In Genomics, proteomics & bioinformatics
Genome-wide transcriptome profiling identifies genes that are prone to differential expression across contexts, as well as genes with changes specific to the experimental manipulation. Distinguishing between common differentially expressed genes (DEGs) from those that are specifically changed in a context of interest allows more efficient prediction of which genes are specific to a given biological process under scrutiny. Currently, common DEGs or pathways can only be identified through the laborious manual curation of experiments, an inordinately time-consuming endeavor. Here we pioneer an approach, Specific cOntext Pattern Highlighting In Expression data (SOPHIE), for distinguishing common and specific transcriptional patterns using a generative neural network to create a background set of experiments from which a null distribution of gene and pathway changes can be generated. We apply SOPHIE to diverse datasets including those from human, human cancer, and the bacteria pathogen Pseudomonas aeruginosa.

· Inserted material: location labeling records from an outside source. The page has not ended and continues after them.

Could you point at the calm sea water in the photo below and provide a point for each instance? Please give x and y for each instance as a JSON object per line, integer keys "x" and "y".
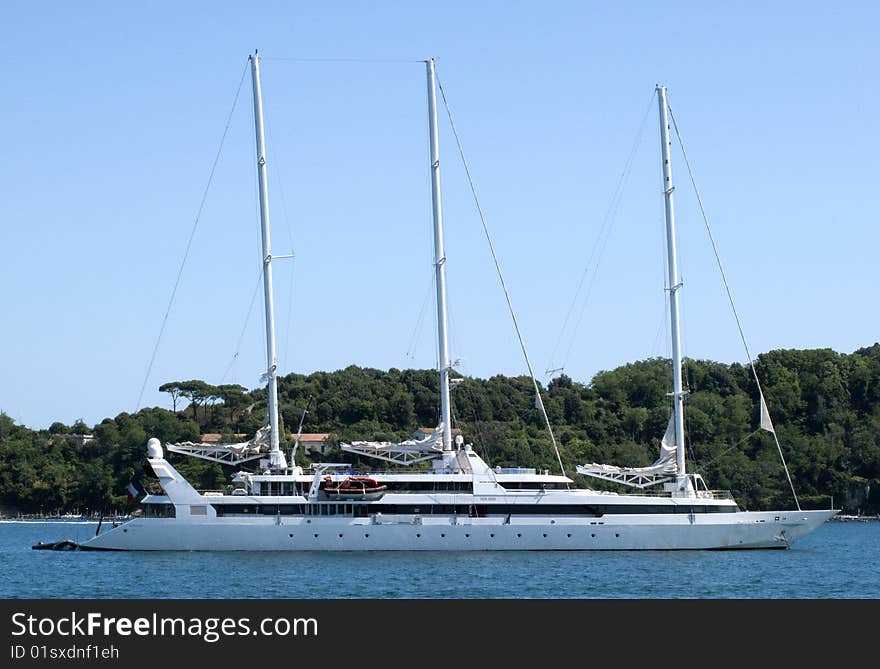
{"x": 837, "y": 561}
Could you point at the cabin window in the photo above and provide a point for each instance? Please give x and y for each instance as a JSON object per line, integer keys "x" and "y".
{"x": 159, "y": 511}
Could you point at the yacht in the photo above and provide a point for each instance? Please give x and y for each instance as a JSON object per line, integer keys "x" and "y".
{"x": 442, "y": 495}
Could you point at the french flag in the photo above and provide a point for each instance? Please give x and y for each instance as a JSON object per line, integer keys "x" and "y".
{"x": 134, "y": 490}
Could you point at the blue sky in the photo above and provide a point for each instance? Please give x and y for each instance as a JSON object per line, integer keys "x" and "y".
{"x": 112, "y": 115}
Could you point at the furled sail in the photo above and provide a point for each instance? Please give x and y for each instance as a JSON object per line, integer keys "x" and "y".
{"x": 235, "y": 453}
{"x": 663, "y": 469}
{"x": 402, "y": 452}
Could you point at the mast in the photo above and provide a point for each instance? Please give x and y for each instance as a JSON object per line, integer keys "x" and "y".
{"x": 276, "y": 457}
{"x": 674, "y": 284}
{"x": 439, "y": 260}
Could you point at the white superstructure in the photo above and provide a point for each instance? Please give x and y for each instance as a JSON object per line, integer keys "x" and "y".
{"x": 459, "y": 502}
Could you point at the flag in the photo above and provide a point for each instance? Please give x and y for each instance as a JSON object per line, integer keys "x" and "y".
{"x": 134, "y": 490}
{"x": 766, "y": 423}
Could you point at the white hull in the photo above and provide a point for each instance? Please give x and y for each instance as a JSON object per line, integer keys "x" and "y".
{"x": 741, "y": 530}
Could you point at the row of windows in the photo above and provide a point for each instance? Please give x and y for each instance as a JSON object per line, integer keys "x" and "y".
{"x": 532, "y": 485}
{"x": 158, "y": 510}
{"x": 473, "y": 510}
{"x": 279, "y": 488}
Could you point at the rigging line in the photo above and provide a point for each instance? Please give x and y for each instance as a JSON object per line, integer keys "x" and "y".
{"x": 522, "y": 345}
{"x": 189, "y": 242}
{"x": 732, "y": 446}
{"x": 421, "y": 61}
{"x": 607, "y": 222}
{"x": 244, "y": 327}
{"x": 730, "y": 297}
{"x": 413, "y": 341}
{"x": 279, "y": 181}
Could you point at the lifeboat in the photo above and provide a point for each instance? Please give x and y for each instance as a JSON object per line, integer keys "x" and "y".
{"x": 354, "y": 487}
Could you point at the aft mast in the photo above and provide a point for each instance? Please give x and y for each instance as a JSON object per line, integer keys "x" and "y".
{"x": 276, "y": 456}
{"x": 673, "y": 288}
{"x": 439, "y": 260}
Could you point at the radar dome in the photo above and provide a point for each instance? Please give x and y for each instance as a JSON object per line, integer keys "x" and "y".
{"x": 154, "y": 448}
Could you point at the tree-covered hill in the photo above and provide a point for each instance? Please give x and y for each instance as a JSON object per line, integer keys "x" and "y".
{"x": 825, "y": 408}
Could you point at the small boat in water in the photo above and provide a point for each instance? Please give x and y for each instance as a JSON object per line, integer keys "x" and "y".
{"x": 353, "y": 487}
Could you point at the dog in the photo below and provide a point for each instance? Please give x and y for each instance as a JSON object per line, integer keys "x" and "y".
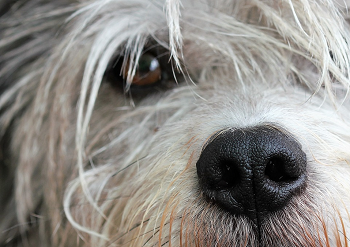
{"x": 175, "y": 123}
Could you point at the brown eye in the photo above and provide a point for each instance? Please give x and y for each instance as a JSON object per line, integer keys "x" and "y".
{"x": 148, "y": 71}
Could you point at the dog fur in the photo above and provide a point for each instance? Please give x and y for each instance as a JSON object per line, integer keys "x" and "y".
{"x": 85, "y": 162}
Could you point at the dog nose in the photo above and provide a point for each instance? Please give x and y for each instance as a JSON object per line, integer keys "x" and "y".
{"x": 253, "y": 171}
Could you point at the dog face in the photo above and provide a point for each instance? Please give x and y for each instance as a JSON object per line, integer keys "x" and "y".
{"x": 168, "y": 123}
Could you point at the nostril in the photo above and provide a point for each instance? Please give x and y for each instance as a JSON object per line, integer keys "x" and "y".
{"x": 276, "y": 170}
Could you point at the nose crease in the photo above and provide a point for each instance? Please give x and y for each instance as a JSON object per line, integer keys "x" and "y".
{"x": 252, "y": 171}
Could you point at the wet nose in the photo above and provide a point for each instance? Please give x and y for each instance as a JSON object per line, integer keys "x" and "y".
{"x": 252, "y": 171}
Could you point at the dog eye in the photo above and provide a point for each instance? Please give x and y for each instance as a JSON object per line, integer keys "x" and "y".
{"x": 148, "y": 71}
{"x": 153, "y": 73}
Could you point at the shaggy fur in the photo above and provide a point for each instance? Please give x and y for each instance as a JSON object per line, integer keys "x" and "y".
{"x": 85, "y": 162}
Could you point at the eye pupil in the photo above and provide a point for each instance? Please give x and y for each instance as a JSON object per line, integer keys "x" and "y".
{"x": 148, "y": 71}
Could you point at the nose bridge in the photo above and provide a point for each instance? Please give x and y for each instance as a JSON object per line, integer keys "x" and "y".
{"x": 252, "y": 171}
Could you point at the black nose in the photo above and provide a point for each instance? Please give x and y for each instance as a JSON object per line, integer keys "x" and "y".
{"x": 252, "y": 171}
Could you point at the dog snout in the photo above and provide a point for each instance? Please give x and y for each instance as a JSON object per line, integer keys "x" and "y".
{"x": 252, "y": 171}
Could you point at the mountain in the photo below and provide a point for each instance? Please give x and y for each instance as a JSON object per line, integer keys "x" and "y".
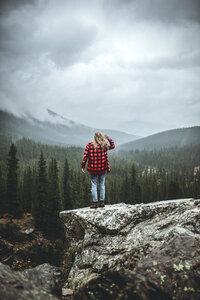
{"x": 166, "y": 139}
{"x": 57, "y": 130}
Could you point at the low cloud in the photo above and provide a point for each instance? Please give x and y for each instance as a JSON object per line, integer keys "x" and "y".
{"x": 126, "y": 65}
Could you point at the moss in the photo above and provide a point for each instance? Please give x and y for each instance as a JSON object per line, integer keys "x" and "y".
{"x": 189, "y": 289}
{"x": 69, "y": 257}
{"x": 179, "y": 267}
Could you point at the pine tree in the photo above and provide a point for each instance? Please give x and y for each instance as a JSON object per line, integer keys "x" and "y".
{"x": 27, "y": 190}
{"x": 54, "y": 203}
{"x": 13, "y": 205}
{"x": 40, "y": 204}
{"x": 67, "y": 196}
{"x": 2, "y": 193}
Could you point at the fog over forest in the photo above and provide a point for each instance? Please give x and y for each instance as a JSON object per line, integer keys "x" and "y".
{"x": 125, "y": 65}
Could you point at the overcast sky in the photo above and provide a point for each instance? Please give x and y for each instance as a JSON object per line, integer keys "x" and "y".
{"x": 130, "y": 65}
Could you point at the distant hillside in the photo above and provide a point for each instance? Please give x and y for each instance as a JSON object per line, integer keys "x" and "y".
{"x": 58, "y": 130}
{"x": 166, "y": 139}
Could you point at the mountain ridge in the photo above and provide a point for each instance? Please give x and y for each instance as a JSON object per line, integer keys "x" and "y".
{"x": 169, "y": 138}
{"x": 54, "y": 132}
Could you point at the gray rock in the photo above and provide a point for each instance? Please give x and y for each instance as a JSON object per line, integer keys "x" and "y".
{"x": 120, "y": 236}
{"x": 36, "y": 283}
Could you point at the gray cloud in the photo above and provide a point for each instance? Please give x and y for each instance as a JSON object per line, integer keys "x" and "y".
{"x": 129, "y": 65}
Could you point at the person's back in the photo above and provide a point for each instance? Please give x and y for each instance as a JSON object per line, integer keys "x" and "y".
{"x": 98, "y": 164}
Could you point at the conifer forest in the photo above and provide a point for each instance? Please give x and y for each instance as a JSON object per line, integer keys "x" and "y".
{"x": 43, "y": 180}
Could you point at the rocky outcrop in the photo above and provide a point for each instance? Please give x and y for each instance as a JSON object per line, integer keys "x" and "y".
{"x": 142, "y": 250}
{"x": 37, "y": 283}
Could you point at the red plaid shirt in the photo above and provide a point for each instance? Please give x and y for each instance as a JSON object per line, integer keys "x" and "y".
{"x": 97, "y": 158}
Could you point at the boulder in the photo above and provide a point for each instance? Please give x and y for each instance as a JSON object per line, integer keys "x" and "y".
{"x": 141, "y": 250}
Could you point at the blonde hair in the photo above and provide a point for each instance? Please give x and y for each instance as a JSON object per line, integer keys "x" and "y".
{"x": 99, "y": 140}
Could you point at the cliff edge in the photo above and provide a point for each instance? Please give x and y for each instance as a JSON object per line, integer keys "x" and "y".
{"x": 137, "y": 249}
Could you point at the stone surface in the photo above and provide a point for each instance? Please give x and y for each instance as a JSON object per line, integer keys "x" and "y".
{"x": 36, "y": 283}
{"x": 157, "y": 243}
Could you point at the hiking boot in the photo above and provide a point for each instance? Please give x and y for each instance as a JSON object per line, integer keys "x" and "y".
{"x": 101, "y": 203}
{"x": 94, "y": 205}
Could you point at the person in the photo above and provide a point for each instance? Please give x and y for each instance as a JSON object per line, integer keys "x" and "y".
{"x": 98, "y": 164}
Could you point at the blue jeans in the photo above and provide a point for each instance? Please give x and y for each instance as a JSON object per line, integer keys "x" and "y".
{"x": 101, "y": 186}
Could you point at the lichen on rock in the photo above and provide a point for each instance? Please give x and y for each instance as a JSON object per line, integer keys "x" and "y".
{"x": 157, "y": 243}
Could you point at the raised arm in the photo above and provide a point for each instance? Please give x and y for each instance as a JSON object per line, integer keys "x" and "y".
{"x": 112, "y": 145}
{"x": 85, "y": 156}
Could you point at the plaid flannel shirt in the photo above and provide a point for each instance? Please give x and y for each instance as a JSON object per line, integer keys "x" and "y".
{"x": 97, "y": 158}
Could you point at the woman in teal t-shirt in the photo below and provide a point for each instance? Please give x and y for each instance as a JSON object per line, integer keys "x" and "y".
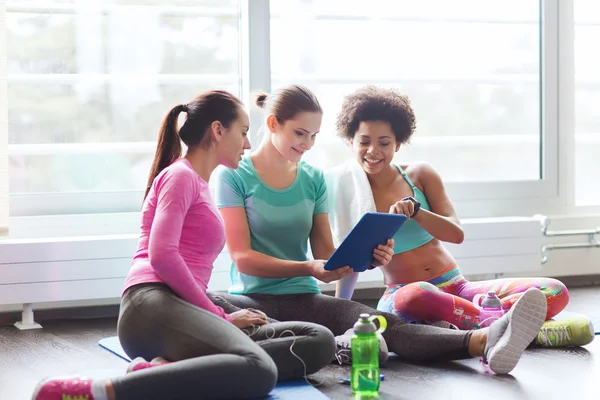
{"x": 274, "y": 203}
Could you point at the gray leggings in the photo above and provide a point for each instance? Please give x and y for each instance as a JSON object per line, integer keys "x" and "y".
{"x": 214, "y": 359}
{"x": 410, "y": 341}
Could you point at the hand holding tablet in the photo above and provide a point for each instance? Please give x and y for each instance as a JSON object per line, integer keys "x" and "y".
{"x": 372, "y": 230}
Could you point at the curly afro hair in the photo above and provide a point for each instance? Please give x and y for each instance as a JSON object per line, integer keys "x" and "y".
{"x": 373, "y": 103}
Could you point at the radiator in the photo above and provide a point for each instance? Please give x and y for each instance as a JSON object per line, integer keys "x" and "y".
{"x": 44, "y": 270}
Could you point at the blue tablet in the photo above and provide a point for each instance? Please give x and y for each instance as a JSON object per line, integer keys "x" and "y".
{"x": 357, "y": 248}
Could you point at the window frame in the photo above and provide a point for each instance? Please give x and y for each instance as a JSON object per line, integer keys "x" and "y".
{"x": 552, "y": 194}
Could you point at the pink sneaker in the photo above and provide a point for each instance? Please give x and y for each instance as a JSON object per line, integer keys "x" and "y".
{"x": 140, "y": 363}
{"x": 72, "y": 388}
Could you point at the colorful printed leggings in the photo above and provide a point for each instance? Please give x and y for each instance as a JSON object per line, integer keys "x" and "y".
{"x": 449, "y": 297}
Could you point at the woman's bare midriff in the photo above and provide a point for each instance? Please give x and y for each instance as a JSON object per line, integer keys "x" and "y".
{"x": 420, "y": 264}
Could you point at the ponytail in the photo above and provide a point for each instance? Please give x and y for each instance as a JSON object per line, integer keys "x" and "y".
{"x": 209, "y": 106}
{"x": 168, "y": 148}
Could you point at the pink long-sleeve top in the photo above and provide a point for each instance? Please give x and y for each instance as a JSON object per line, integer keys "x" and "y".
{"x": 182, "y": 235}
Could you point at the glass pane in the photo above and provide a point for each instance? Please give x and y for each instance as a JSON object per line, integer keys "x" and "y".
{"x": 587, "y": 98}
{"x": 78, "y": 172}
{"x": 96, "y": 43}
{"x": 472, "y": 72}
{"x": 107, "y": 73}
{"x": 94, "y": 112}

SOPHIE identifies common DEGs in concordance with previously described, manually and systematically determined common DEGs. Further, molecular validation indicates that SOPHIE detects highly specific, but low magnitude, biologically relevant, transcriptional changes. SOPHIE's measure of specificity can complement log fold change values generated from traditional differential expression analyses. For example, by filtering the set of DEGs, one can identify those genes that are specifically relevant to the experimental condition of interest. Consequently, these results can inform future research directions. All scripts used in these analyses are available at https://github.com/greenelab/generic-expression-patterns. To run SOPHIE on your own data use https://github.com/greenelab/sophie.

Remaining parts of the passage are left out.